Esteemed chairs and members of the Public Safety and Security Committee:

I am Senator Tony Hwang, and I am testifying in opposition to Proposed Bill No. 5378.

Given your Committee’s charge, to oversee matters concerning public safety and security, I hope when looking at this proposed bill through that lens you will see the costs of video slots far outweigh any perceived benefits.

Connecticut’s casinos may have gotten off to a spectacular start, attracting more than half their combined customers from out of state, creating 20,000 casino jobs, and sending hundreds of millions of dollars a year to the state treasury.
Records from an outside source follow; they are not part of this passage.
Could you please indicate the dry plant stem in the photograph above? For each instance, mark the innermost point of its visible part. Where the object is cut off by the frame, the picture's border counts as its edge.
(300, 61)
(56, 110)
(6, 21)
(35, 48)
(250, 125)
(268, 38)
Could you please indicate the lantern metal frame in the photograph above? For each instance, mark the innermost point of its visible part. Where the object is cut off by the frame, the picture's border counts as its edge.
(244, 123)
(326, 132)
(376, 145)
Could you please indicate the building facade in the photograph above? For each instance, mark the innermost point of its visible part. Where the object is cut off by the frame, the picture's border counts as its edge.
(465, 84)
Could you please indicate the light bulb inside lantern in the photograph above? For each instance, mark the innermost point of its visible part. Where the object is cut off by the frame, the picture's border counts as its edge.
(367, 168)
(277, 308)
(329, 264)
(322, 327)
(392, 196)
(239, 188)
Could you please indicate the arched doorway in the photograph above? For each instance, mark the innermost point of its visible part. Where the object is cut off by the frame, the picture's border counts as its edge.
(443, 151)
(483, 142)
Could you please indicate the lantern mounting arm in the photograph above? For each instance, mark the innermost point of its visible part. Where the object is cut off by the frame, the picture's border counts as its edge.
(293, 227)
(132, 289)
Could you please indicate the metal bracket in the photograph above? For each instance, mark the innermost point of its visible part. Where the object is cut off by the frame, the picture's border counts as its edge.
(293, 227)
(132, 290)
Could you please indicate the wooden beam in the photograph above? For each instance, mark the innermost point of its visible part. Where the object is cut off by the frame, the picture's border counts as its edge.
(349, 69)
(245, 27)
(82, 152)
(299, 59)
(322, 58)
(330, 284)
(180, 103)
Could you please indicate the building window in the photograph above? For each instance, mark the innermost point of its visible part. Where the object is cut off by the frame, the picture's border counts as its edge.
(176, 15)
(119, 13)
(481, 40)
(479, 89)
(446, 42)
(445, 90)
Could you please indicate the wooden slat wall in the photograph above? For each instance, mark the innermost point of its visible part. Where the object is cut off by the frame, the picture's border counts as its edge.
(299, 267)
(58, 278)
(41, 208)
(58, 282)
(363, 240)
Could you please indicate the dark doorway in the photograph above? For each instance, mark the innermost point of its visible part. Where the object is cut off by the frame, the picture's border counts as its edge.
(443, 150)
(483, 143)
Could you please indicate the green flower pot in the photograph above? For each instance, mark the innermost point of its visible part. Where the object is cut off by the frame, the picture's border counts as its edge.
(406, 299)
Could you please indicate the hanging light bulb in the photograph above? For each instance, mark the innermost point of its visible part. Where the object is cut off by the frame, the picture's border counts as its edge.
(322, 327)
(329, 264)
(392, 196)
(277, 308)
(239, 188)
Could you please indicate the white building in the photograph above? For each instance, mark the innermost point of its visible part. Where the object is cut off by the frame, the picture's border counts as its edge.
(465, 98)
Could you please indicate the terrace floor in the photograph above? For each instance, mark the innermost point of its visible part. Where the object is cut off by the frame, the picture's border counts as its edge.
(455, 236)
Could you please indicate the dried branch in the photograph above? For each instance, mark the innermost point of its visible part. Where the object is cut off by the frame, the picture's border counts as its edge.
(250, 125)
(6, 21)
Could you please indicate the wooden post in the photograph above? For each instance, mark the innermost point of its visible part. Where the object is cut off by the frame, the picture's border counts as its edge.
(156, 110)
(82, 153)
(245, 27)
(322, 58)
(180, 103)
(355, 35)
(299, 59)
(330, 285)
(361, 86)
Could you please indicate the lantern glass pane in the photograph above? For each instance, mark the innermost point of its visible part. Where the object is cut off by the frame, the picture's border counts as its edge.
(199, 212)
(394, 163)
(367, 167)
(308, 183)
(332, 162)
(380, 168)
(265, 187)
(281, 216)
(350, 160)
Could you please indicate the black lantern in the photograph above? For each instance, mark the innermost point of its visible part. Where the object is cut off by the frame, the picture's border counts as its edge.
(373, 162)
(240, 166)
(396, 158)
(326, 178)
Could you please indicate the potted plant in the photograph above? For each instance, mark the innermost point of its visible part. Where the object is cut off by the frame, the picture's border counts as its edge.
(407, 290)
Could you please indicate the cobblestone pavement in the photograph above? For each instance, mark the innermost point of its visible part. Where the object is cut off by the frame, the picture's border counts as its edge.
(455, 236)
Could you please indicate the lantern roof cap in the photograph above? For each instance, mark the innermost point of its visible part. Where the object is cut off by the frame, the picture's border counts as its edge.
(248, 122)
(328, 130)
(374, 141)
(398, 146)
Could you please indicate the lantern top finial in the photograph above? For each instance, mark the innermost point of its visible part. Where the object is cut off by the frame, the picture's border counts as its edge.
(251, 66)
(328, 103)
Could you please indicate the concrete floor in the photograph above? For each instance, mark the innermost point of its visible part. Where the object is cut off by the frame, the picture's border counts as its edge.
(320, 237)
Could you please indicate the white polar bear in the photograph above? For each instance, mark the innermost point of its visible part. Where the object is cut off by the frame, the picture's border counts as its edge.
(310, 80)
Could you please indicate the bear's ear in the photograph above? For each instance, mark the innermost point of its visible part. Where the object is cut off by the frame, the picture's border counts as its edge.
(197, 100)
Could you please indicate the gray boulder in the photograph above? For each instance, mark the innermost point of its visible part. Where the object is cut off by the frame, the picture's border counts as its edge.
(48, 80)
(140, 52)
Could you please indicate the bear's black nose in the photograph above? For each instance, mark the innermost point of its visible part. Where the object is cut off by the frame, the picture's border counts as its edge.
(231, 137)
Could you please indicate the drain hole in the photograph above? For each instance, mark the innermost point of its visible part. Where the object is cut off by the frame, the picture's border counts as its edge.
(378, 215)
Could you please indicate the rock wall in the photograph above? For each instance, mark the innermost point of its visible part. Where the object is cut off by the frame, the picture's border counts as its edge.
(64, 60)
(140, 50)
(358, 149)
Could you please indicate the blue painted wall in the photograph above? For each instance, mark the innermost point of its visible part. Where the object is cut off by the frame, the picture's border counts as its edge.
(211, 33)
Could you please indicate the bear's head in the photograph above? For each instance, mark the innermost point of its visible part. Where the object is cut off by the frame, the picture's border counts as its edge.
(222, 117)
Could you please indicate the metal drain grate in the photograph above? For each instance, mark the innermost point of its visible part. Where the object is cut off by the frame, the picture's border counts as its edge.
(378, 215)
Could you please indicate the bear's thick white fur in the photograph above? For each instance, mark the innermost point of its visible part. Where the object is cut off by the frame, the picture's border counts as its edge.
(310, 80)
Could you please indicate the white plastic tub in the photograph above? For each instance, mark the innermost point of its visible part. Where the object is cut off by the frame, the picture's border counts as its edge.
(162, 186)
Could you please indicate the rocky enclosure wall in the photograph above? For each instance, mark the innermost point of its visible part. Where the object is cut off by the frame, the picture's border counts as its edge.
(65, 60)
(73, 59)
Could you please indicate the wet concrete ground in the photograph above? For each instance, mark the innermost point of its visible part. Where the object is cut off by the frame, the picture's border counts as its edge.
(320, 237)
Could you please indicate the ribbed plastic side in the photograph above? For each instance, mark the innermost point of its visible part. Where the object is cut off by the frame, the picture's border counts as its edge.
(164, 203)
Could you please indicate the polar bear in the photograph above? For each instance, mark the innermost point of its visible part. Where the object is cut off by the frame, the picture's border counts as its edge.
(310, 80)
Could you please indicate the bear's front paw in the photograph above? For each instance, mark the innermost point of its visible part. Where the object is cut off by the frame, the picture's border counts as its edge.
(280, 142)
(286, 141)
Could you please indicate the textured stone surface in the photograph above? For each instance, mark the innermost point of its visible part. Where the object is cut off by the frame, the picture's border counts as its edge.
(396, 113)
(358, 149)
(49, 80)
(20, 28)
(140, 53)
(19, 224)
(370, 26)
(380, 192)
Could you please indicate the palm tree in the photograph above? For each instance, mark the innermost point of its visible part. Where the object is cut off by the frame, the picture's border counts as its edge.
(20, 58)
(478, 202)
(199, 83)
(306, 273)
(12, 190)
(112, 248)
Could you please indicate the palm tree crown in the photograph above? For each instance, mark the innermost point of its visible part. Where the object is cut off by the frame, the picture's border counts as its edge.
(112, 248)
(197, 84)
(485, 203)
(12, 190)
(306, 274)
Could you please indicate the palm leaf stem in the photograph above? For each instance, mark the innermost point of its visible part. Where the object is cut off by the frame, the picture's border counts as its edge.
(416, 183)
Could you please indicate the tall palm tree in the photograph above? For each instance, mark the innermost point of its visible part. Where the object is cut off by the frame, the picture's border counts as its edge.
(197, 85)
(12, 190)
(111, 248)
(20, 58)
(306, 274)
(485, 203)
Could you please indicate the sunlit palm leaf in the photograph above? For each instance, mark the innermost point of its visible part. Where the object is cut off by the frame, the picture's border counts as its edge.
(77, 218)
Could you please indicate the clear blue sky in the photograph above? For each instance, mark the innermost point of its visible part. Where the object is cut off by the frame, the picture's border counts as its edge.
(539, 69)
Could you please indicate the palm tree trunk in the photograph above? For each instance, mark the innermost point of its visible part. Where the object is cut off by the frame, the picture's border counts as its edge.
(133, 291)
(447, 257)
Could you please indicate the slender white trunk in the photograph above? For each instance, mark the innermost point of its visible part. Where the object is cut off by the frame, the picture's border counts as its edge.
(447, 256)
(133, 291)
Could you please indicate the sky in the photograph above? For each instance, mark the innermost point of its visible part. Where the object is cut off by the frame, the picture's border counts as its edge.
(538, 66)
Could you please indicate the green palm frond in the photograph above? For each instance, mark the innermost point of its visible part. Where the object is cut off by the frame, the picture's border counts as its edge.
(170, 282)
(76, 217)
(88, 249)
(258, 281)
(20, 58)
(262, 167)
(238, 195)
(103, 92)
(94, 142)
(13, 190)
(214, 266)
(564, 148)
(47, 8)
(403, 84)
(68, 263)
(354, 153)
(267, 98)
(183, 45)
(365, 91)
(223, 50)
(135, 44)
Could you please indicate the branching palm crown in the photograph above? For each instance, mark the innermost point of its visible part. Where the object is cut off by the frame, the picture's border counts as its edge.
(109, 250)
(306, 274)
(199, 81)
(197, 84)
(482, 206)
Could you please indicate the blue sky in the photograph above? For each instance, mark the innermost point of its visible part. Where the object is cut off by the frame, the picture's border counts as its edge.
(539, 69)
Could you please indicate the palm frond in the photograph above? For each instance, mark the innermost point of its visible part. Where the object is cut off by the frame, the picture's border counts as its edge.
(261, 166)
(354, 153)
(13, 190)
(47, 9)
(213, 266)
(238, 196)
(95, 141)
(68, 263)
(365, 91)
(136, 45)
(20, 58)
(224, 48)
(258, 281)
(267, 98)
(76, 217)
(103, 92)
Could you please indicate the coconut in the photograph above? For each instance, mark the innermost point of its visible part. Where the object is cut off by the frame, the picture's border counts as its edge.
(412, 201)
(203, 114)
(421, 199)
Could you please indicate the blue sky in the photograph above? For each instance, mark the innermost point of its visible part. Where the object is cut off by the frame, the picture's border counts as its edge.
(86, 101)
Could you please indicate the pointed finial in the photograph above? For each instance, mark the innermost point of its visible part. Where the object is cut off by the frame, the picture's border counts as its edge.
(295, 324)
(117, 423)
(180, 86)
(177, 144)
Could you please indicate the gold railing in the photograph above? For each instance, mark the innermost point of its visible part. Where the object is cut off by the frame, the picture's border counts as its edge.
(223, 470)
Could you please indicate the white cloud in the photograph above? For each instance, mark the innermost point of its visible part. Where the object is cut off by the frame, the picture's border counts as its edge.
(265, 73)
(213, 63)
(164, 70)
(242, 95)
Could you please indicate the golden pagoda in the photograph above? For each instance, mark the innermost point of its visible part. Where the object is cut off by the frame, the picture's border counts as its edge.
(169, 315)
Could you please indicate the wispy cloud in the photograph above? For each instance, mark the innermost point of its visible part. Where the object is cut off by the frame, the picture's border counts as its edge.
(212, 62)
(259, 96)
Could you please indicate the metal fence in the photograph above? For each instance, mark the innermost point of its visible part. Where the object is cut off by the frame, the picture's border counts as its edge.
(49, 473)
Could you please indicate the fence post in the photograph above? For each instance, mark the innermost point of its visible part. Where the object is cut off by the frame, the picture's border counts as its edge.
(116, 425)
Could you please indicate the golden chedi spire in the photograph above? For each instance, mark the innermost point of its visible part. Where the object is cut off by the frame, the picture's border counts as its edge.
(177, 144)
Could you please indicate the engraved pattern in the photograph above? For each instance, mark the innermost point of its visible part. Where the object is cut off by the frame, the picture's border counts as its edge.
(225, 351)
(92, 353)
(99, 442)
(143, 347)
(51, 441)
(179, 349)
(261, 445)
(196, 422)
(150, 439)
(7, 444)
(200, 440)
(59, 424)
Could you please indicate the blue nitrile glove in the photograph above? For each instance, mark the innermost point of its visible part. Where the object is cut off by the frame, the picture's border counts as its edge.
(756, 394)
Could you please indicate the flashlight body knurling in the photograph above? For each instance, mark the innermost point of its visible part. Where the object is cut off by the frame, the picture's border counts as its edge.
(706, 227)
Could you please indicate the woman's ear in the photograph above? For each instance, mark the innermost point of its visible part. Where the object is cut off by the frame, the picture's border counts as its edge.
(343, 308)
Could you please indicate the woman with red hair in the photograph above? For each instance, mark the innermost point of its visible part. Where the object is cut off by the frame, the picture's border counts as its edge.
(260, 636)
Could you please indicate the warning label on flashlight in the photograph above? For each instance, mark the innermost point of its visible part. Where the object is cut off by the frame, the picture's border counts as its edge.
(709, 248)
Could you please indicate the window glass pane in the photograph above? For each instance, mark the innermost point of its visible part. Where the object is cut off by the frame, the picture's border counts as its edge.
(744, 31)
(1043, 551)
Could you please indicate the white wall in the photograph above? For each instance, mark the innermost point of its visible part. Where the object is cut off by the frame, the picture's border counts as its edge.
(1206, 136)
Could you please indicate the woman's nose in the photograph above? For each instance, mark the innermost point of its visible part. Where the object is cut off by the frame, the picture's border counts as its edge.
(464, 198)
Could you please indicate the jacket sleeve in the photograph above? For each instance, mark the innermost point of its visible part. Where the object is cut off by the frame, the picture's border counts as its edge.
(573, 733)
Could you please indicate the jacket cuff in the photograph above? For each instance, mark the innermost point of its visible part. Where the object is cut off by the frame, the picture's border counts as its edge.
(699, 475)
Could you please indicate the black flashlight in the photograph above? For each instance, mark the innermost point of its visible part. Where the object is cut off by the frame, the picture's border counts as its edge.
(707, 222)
But the monopoly that enabled that success is over, and with the jobs and revenue steadily declining, we are becoming increasingly aware of the casinos’ negative effects.

The casinos have created a pervasive gambling culture in southeastern Connecticut; they’ve skewed the region’s economy heavily toward low-wage service jobs; and they were followed by a sharp spike in the number of Connecticut residents seeking treatment for gambling addiction.

Despite a steep drop in the U.S. crime rate, including a 42% decline in violent crimes for Connecticut since the casinos arrived, a study by Professor Francis Muska of Western Connecticut State University shows that violent crimes in towns surrounding the casinos declined by only 9 percent, while the value of property losses associated with those crimes skyrocketed by nearly 40 percent. Interviews conducted by Muska with police and judicial officials also indicated a significant increase in non-violent crimes, such as prostitution and drug use.

The study comes on the heels of a 2013 report from the Institute for American Values in New York on casino gambling’s growing impact on the nation as a whole. According to the report, the long-term costs of the new regional and local casinos exceed their benefits by 3-1. They drain wealth from communities, weaken nearby businesses, and spread gambling addiction while reducing volunteerism, civic participation, family stability, and other forms of social capital.

Proponents of this bill will likely point to potential revenues the state could reap from video slots, and how that is desperately needed given the intense budget pressures we face. Do we really want to balance our budget with money our own citizens lost at casinos? That simply does not feel morally sound, let alone sustainable.

Simply put, there is no location in Connecticut where we should authorize video slot machines, or any expansion of gambling for that matter. The numbers will never add up.